Днищев никак не мог решить, куда отправиться прежде: к Рендалю или в «Братство отца Назария»? Выручать Свету Муренову или выбивать доллары у старого маразматика? Спасать душу человеческую или гнаться за золотым тельцом? Глядя на свою команду, пребывающую в полной готовности и ждавшую от него сигнала к атаке, чувствовал, что не может подвести их, объявив отбой. Ребята не поймут, расстроятся, исчезнет боевой дух, то оживленно-напряженное настроение, которое предвещало успех всей операции. Да и Рендаль проводит свой последний уик-энд в Москве. На следующей неделе он улетает в Нью-Йорк и когда еще вернется… Но и над Светой сейчас, возможно в эти самые минуты, нависала какая-то страшная опасность, Сергей интуитивно ощущал ее тяжесть. Что же делать? Жаль, что он не может раздвоиться.
Поколебавшись еще немного, Сергей глубоко вздохнул и выбрал компромиссный вариант. Сначала Рендаль, вечером — отец Назарий.

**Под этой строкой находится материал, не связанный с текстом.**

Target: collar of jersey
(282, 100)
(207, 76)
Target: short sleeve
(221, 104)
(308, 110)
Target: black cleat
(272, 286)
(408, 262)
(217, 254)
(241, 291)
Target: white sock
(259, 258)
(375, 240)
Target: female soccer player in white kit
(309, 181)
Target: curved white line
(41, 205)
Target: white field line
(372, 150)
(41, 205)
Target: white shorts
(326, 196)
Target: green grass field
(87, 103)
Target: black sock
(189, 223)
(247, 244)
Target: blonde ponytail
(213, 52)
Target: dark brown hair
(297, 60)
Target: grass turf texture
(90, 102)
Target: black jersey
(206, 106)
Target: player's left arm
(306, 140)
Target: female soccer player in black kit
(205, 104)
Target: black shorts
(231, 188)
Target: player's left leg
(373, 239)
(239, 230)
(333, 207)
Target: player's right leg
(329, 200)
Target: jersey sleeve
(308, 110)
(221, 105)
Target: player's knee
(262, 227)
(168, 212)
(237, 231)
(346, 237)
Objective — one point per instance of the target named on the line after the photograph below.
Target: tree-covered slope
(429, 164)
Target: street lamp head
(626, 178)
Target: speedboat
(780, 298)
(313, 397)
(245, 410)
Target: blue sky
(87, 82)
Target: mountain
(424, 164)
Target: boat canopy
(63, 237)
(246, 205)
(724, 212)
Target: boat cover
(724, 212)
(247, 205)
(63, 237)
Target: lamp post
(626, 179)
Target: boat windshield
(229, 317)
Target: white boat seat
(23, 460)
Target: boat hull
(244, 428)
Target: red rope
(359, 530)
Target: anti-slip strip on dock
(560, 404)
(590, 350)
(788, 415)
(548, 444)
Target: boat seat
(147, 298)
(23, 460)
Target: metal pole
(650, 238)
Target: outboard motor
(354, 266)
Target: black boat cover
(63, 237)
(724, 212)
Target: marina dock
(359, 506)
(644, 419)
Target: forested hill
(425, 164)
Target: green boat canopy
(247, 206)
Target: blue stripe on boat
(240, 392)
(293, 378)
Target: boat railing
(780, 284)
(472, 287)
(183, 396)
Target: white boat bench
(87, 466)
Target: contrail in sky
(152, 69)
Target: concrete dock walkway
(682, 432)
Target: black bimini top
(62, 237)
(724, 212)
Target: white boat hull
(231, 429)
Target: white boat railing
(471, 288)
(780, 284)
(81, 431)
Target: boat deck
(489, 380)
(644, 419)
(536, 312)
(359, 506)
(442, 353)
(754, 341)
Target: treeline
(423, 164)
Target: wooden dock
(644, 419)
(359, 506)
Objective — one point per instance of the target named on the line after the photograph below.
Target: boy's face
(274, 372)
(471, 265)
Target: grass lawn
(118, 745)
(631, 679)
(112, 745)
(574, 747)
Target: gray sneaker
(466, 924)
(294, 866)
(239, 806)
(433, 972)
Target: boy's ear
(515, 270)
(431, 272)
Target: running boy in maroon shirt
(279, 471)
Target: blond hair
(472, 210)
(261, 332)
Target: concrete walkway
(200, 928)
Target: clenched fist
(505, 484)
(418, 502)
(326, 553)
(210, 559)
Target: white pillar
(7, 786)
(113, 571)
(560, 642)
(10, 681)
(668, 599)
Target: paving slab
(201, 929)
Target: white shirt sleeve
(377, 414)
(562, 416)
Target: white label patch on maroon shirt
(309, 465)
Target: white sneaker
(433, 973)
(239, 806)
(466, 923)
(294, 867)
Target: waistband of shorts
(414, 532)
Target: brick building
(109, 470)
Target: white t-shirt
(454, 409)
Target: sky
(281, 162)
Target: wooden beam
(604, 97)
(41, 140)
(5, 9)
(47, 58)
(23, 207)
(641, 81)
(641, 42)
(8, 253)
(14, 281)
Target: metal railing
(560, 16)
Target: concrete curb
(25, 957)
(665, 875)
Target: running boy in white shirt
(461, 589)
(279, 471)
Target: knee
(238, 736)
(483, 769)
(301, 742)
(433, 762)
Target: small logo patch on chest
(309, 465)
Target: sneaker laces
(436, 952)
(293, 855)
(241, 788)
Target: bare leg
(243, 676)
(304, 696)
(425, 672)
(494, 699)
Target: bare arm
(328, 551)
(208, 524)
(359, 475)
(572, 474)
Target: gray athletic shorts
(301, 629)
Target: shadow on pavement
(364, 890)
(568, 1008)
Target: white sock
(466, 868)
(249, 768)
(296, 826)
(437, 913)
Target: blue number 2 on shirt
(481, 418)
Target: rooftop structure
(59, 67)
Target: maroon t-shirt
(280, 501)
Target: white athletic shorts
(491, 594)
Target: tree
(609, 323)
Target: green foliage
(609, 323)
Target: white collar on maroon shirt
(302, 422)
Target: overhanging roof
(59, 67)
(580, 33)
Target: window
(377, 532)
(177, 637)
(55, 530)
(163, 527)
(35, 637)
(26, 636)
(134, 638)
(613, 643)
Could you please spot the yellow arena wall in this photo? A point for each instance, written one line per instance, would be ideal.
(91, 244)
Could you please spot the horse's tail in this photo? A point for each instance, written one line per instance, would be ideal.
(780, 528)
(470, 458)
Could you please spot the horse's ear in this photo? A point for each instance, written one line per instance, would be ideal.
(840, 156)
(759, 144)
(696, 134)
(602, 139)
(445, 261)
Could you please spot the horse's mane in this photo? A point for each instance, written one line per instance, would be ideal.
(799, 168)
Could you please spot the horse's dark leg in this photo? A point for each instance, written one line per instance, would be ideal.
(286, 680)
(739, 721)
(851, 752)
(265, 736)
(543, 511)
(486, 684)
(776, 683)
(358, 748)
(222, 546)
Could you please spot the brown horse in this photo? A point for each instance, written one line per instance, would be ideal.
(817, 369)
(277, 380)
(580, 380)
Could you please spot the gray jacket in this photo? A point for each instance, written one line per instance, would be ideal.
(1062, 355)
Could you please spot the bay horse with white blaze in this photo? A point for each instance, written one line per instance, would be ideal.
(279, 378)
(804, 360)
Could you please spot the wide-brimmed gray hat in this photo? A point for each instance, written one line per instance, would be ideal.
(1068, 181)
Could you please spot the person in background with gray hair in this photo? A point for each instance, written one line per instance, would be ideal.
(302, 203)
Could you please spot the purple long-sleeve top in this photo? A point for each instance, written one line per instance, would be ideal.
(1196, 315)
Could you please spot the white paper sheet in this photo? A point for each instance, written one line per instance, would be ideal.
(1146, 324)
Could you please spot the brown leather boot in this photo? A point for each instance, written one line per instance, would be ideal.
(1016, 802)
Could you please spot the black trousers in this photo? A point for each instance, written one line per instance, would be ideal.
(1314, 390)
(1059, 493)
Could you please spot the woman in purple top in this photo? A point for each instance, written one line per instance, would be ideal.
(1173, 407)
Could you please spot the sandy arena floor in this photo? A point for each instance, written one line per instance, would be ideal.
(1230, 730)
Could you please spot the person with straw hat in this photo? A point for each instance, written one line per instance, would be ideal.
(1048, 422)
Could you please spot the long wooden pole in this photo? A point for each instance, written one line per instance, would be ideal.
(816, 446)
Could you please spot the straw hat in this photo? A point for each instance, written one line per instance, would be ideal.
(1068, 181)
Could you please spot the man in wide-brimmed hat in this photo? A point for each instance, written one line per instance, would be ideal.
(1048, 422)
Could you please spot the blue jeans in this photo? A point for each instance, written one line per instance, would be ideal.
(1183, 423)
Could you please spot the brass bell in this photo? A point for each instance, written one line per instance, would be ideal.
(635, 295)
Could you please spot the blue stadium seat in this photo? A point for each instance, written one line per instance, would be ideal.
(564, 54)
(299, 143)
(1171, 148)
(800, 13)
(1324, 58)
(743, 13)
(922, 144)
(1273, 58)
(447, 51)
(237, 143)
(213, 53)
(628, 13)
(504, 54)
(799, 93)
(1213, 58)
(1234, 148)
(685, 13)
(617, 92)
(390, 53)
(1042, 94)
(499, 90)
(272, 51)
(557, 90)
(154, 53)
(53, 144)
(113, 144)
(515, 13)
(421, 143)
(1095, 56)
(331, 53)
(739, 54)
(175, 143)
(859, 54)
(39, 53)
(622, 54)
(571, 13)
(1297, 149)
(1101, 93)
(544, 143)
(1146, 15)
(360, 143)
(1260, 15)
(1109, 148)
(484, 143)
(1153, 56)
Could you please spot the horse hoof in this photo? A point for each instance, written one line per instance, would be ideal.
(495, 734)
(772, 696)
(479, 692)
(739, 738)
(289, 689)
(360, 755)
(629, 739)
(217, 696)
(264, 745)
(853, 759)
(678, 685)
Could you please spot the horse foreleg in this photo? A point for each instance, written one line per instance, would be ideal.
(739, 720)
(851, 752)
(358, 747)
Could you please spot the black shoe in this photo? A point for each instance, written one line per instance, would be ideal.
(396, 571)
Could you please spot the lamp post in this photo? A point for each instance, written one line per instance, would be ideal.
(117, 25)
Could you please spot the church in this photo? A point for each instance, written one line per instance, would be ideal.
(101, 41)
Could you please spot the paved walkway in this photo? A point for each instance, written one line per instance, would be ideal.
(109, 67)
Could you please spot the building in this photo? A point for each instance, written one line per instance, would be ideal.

Прислушиваясь к скребущим на душе кошкам, Днищев все же сделал предупредительный звонок Миле Ястребовой, объяснив ей, где сейчас находится Света Муренова. Может быть, та сумеет произвести предварительную разведку? Хотя бы принюхаться к дому на Новой Басманной, если уж не удастся вызволить свою подругу.
— Не знаю, — без особого энтузиазма ответила Мила. — Не люблю я этих фанатиков, еще сбросят в какой-нибудь колодец.
— Да они перед твоей красотой штабелями попадают, — попытался настроить ее на нужный лад Днищев.
— Они мое лицо бритвами изрежут, — ответила Мила. — А я так и думала, что Свету затянут в подобную секту. Блаженная она, не от мира сего. Дай-ка мне Савву.
— Ну, ты съездишь в братство? — теряя терпение, грозно спросил Сергей.
— Попробую.
— Вот и собирайся. А твой Каир никуда не сбежит.
Передав Савве трубку, Сергей стал вышагивать по комнате, поглядывая на часы. Гена и Леша настороженно следили за ним.
— Нейролептический синдром, — сумрачно произнес психиатр. — По-моему, гуманнее будет его связать.
— О каком братстве он только что толковал? — спросил Гена, поправляя парик.
— Наверное, о вольных каменщиках, масонах. Решил стать мальтийским рыцарем.
— Давно пора. А я все думаю, чего мешкает? По всем статьям подходит. Ну, мы-то с тобой старые масоны, знаем, что к чему…
— Спрашиваешь! Да я, брат, самый наипервейший брат из братьев во всем братстве.
— Прекратить! — строго приказал Днищев, оборвав их ехидный разговор. — Не в оперетту идем.